No compassion: This amazing Ted Cruz video proves that "compassionate conservatism" is truly dead

Republicans once said they weren't as heartless as they seemed. Now they seem worried they're not heartless enough

Published January 7, 2016 10:04PM (EST)

If you’re left of center (and if you’re reading Salon, I think it’s fair to guess that you are) you won’t want to do what I’m about to ask of you — but stick with me and do it anyway.

Take your mind back to the halcyon days of American Empire, when the economy was humming, wages were growing, crime was dropping, and the nation was at peace. It was a time before Facebook, before Twitter; before iPods and iPhones and Chrome and Google Glass. It was a time when you were still supposed to like Bill Cosby; a time when a reference to “nine-eleven” presumably meant someone was trying to call an ambulance or the cops.

Yes, I’m asking you to return in your mind to the year 2000, when life — for many Americans, at least — was better, politics was nicer, and everyone was coming to terms with the fact that the new Star Wars movie sucked. Why am I asking you to do this? Not because I want to relive those days, myself (I was 9 at the time; I assure you that I do not).

Rather, I want you to turn the clock back to 2000 in order to remind yourself of a concept that is not only all but forgotten in our politics, but is, with every new cycle, beginning to look increasingly absurd. It was called “compassionate conservatism,” and it was, we were told, the game-changing, barrier-breaking P.R. coup of a generation, one that would put Republicans — and a Bush, no less — in the Oval Office once again.

Compassionate conservatism was always much more of a branding exercise than an actual political philosophy (though it does have some roots within American right-wing Catholicism). Its purpose, generally understood, was to allow its main office-holding proponent, Texas Gov. George W. Bush, to distinguish himself from regular conservatism, which at the time was largely associated with former House Speaker Newt Gingrich.

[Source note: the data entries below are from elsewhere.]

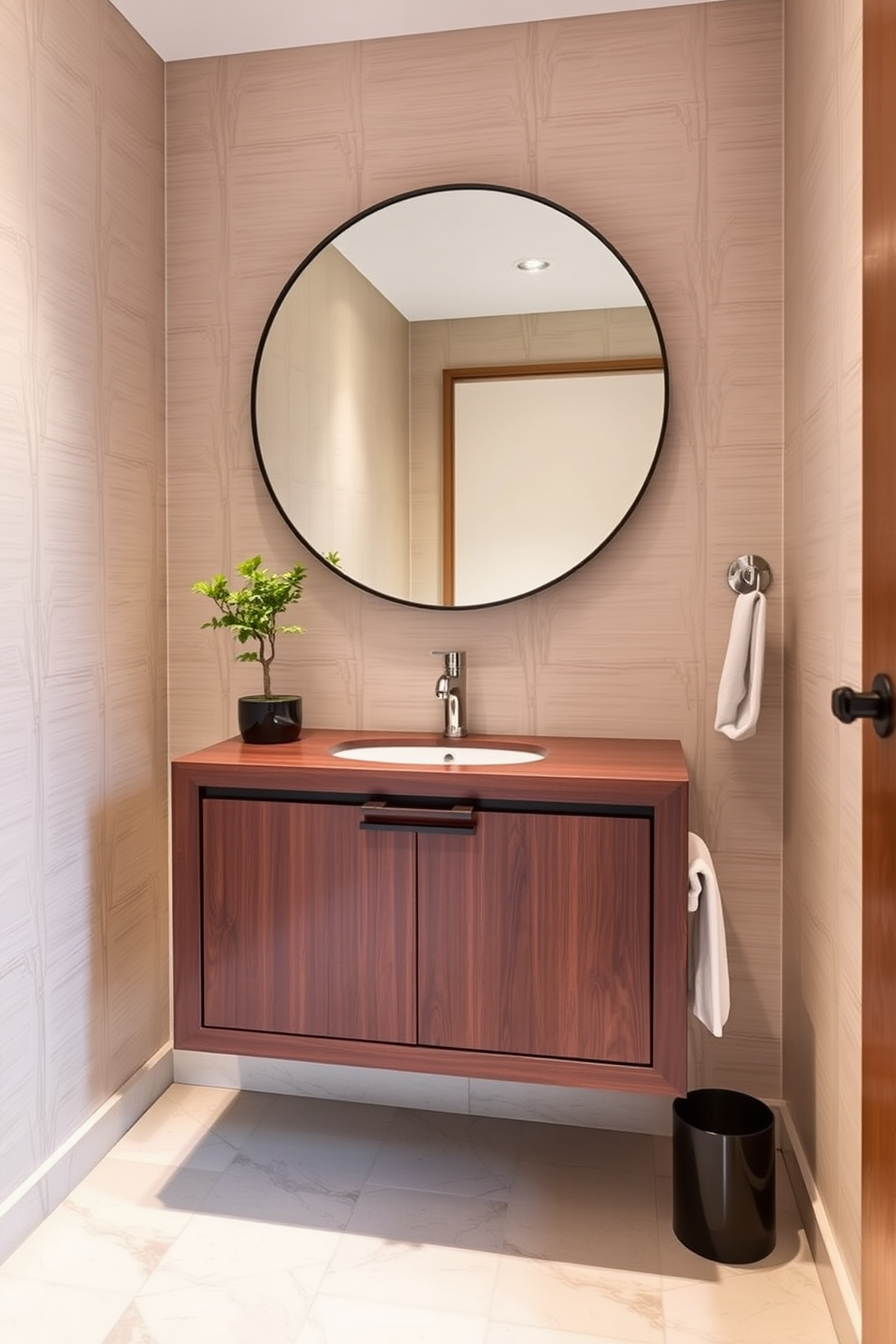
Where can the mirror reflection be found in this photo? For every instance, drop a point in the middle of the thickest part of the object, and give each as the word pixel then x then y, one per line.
pixel 462 393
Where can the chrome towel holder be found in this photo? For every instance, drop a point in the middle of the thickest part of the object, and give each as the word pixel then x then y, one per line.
pixel 749 574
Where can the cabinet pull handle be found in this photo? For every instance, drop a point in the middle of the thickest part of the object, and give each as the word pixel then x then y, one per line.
pixel 386 816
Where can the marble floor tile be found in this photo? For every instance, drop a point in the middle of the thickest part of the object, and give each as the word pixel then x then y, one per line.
pixel 410 1273
pixel 579 1299
pixel 273 1191
pixel 113 1228
pixel 430 1218
pixel 501 1333
pixel 338 1320
pixel 306 1220
pixel 603 1218
pixel 571 1145
pixel 458 1154
pixel 46 1313
pixel 193 1126
pixel 755 1308
pixel 317 1145
pixel 267 1307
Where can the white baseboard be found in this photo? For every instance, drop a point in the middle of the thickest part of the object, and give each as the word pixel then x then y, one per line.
pixel 843 1302
pixel 36 1197
pixel 429 1092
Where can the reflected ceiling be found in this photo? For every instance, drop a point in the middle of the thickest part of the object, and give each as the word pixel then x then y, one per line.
pixel 182 30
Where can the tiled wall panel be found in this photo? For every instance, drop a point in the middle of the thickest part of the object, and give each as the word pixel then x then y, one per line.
pixel 664 131
pixel 83 947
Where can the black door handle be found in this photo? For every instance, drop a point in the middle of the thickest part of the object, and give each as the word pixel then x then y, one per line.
pixel 877 705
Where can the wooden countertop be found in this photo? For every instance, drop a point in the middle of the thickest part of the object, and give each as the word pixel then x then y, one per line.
pixel 612 770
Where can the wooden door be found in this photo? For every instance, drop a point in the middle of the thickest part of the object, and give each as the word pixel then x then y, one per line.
pixel 879 655
pixel 535 937
pixel 308 922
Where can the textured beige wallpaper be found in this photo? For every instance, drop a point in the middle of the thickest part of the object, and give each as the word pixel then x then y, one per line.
pixel 822 627
pixel 664 129
pixel 83 945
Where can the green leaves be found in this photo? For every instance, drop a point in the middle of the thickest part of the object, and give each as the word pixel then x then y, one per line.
pixel 251 611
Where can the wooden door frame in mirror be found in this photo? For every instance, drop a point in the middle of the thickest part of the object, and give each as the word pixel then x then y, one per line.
pixel 452 377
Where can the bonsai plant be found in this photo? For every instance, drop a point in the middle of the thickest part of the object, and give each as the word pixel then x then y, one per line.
pixel 251 613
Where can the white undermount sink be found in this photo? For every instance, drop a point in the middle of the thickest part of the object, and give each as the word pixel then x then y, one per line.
pixel 449 753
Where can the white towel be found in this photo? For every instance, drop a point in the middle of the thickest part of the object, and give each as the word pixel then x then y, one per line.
pixel 741 685
pixel 708 986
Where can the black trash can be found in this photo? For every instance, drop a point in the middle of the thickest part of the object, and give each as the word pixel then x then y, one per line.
pixel 723 1175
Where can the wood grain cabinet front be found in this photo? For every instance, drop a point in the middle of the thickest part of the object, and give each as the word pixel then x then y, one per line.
pixel 535 937
pixel 309 925
pixel 535 934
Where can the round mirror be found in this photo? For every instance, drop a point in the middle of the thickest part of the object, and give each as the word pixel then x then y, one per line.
pixel 460 396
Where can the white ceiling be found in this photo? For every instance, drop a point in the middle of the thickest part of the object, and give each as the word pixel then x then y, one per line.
pixel 453 254
pixel 181 30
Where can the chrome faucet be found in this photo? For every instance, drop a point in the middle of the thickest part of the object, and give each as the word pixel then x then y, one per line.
pixel 452 688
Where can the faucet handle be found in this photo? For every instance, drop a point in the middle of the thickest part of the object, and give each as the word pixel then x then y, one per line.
pixel 453 660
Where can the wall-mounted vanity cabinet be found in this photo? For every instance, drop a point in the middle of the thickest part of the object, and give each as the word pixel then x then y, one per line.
pixel 518 922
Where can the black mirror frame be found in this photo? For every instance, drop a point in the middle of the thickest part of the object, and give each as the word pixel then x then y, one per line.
pixel 303 266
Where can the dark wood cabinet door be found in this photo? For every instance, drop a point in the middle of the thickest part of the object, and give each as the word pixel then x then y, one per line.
pixel 308 924
pixel 535 937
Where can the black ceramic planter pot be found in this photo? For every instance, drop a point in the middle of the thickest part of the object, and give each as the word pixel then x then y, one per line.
pixel 266 722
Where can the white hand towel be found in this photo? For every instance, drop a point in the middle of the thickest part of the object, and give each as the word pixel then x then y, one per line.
pixel 708 985
pixel 741 685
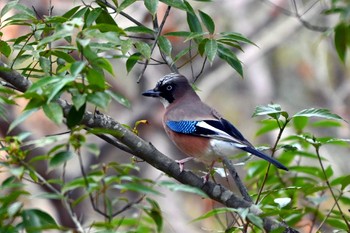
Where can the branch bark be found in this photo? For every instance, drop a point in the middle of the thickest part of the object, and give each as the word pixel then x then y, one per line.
pixel 146 151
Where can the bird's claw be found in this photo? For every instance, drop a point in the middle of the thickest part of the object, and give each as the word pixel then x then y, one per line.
pixel 181 162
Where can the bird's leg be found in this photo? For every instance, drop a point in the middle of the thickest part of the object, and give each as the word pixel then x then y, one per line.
pixel 206 176
pixel 182 162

It was an attempt, in other words, to persuade Americans that a person could be conservative — and a person could vote for a conservative — without being a dick.

Now let’s fast-forward to 2016. The Republican Party’s presidential frontrunner is Donald Trump. The candidates are fighting over who is going to be “strongest” on all manner of moochers — the young and the poor, of course; but especially immigrants. Compassion is not part of the equation. In fact, it’s a hindrance: One of Jeb Bush’s biggest “gaffes,” as far as many Republicans are concerned, was calling immigrating to America “an act of love.”

This is the context in which you need to understand this video, which garnered some attention on Thursday when it was posted to Twitter. It shows Sen. Ted Cruz, the candidate most likely to supplant Trump — at least in Iowa, where the video was shot — responding to a question from a so-called “dreamer” (an undocumented immigrant who was brought to the country by their parents at a young age and effectively grew up as an American).

Her question, in essence, was whether Cruz, if he became president, would try to have her deported. It’s a question that other dreamers have asked other Republican candidates — and one that GOPers are generally loathe to answer, because the “right” answer for a Republican primary electorate is the exact opposite of the “right” answer for the American electorate, at large. But Cruz, perhaps to his credit, didn’t shirk from answering.

He told her, in so many words, that he would indeed want to deport her. Not because doing so would do either her or the United States any good, but because, he said, she had broken the law. He tried to do this while adopting the soft, plaintive, “I-feel-your-pain” pose that countless politicians have tried in the years since Bill Clinton made it into an art. But the takeaway — yes, I will deport you — was clear all the same:

This, by the way, is why Democrats would be nearly as excited to see Cruz win the GOP’s nomination as they would be if the nominee were Trump. Because what this clip says to millions of Latinos and Hispanics is, quite simply, that they are not welcome in Ted Cruz’s United States of America — even if it is the only country they’ve ever really knows; even if they did nothing wrong.

That’s what “conservatism” means in the Republican primary. Compassion was once sold as a feature. But those days are over; now it is a bug.

 


By Elias Isquith

Elias Isquith is a former Salon staff writer.